Sur les dépens, l’article 700 du code de procédure civile et l’exécution provisoire :
La SA COFIDIS, qui succombe à l’instance sera condamné aux dépens.
Tenue aux dépens, la SA COFIDIS sera également condamnée à payer à Monsieur [H] [B] la somme de 600.00 euros en application de l’article 700 du code de procédure civile.

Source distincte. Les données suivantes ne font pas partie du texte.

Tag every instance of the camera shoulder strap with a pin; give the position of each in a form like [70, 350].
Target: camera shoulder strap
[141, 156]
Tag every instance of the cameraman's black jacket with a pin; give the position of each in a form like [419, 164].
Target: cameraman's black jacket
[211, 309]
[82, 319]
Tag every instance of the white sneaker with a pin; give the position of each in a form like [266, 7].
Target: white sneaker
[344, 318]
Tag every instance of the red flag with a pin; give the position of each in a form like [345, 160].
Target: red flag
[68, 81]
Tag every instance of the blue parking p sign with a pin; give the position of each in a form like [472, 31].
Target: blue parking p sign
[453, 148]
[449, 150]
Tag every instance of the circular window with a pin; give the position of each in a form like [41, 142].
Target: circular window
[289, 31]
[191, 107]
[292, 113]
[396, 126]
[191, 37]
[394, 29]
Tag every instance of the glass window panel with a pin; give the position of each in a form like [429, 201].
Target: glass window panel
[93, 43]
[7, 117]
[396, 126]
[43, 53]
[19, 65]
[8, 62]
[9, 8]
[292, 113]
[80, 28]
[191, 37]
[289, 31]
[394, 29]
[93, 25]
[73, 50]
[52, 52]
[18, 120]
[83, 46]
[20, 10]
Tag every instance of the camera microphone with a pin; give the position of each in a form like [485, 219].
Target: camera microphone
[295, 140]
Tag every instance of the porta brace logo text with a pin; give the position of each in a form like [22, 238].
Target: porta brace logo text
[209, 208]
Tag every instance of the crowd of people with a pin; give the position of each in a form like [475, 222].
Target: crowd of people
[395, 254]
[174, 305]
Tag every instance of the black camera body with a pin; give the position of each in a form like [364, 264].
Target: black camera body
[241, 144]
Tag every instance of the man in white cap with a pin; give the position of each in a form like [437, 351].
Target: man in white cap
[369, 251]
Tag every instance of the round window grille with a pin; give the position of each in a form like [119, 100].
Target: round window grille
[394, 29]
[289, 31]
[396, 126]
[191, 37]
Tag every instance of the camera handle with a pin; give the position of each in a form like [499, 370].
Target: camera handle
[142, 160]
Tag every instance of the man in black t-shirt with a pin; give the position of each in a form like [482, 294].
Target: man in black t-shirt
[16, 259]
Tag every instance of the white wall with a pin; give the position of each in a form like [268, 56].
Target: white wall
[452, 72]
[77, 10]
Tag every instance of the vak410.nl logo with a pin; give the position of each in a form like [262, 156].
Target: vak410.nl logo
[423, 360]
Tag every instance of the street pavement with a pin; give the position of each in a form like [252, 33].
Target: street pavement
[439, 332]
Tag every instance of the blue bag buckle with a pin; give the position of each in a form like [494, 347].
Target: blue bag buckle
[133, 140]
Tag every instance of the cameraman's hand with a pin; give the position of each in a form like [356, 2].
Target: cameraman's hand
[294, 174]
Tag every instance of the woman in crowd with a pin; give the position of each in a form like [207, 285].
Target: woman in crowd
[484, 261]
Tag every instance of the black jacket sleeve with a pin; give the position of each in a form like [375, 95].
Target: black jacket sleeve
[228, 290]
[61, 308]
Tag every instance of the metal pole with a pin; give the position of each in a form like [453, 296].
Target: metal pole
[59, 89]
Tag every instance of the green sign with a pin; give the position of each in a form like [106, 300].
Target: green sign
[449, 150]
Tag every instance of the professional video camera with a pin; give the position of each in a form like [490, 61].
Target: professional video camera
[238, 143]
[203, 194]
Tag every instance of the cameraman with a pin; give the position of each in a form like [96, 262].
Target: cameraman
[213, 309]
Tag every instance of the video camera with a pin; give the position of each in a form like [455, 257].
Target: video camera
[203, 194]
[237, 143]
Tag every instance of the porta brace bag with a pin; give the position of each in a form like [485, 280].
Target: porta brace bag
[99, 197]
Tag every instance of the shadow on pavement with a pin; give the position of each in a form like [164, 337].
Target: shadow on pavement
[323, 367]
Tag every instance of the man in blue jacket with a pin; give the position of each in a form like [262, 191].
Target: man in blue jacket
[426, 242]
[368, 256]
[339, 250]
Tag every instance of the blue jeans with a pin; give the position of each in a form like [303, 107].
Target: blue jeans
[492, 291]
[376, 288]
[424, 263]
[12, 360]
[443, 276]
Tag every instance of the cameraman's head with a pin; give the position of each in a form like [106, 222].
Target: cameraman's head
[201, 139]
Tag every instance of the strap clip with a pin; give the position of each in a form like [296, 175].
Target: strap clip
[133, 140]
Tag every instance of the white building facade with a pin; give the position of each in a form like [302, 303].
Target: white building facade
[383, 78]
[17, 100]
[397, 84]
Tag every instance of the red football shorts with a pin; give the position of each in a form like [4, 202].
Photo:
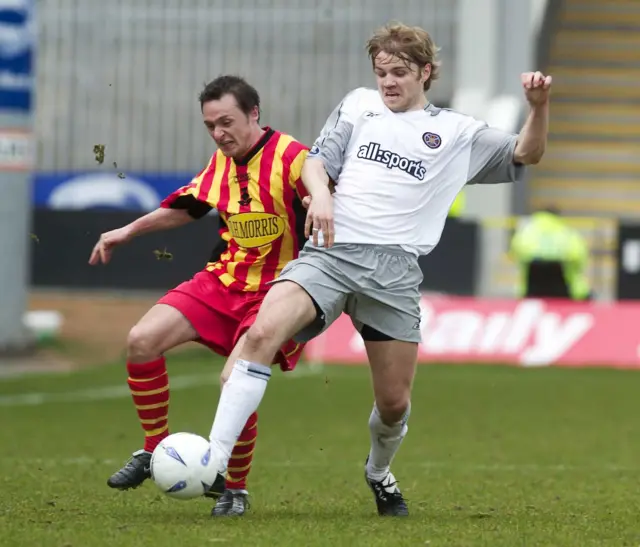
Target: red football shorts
[221, 316]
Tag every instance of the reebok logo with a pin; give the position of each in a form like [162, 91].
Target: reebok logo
[373, 152]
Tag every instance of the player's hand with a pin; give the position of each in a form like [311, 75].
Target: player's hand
[536, 88]
[320, 218]
[108, 241]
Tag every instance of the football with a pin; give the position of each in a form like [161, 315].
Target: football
[181, 466]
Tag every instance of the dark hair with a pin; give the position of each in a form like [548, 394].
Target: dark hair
[245, 95]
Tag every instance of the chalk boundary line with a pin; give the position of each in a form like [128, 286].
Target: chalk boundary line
[121, 391]
[86, 461]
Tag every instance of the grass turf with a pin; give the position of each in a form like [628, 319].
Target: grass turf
[495, 456]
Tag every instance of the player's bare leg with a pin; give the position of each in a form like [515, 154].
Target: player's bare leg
[233, 495]
[160, 329]
[393, 366]
[287, 308]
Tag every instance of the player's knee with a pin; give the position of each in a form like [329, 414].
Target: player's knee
[224, 376]
[261, 336]
[393, 406]
[141, 344]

La présente décision est exécutoire de plein droit à titre provisoire, sans qu’aucune partie n’ait sollicité de déroger au principe ainsi posé par l’article 514 du code de procédure civile ni que cela paraisse opportun.
PAR CES MOTIFS,
La Vice-Présidente des contentieux de la protection, statuant par mise à disposition au greffe, par jugement contradictoire et en premier ressort,
DECLARE Monsieur [H] [B] recevable en son opposition ;
DECLARE la SA COFIDIS recevable en action en paiement ;
CONSTATE la déchéance du droit aux intérêts ;
DEBOUTE la SA COFIDIS de sa demande en paiement ;
CONDAMNE la SA COFIDIS à payer à Monsieur [H] [B] la somme de 287.30 euros (deux cent quatre-vingt-sept euros et trente centimes) avec intérêts au taux légal à compter de la présente décision ;
CONDAMNE la SA COFIDIS à payer à Monsieur [H] [B] la somme de 600.00 euros au titre de l’article 700 du code de procédure civile ;
CONDAMNE la SA COFIDIS aux dépens.
RAPPELLE que l’exécution provisoire est de droit ;
Ainsi fait et prononcé les jour, mois et an susdits, siégeant Madame Catherine KRUMMER présidant l’audience, assistée de Madame le greffier, qui ont signé la minute de la présente décision.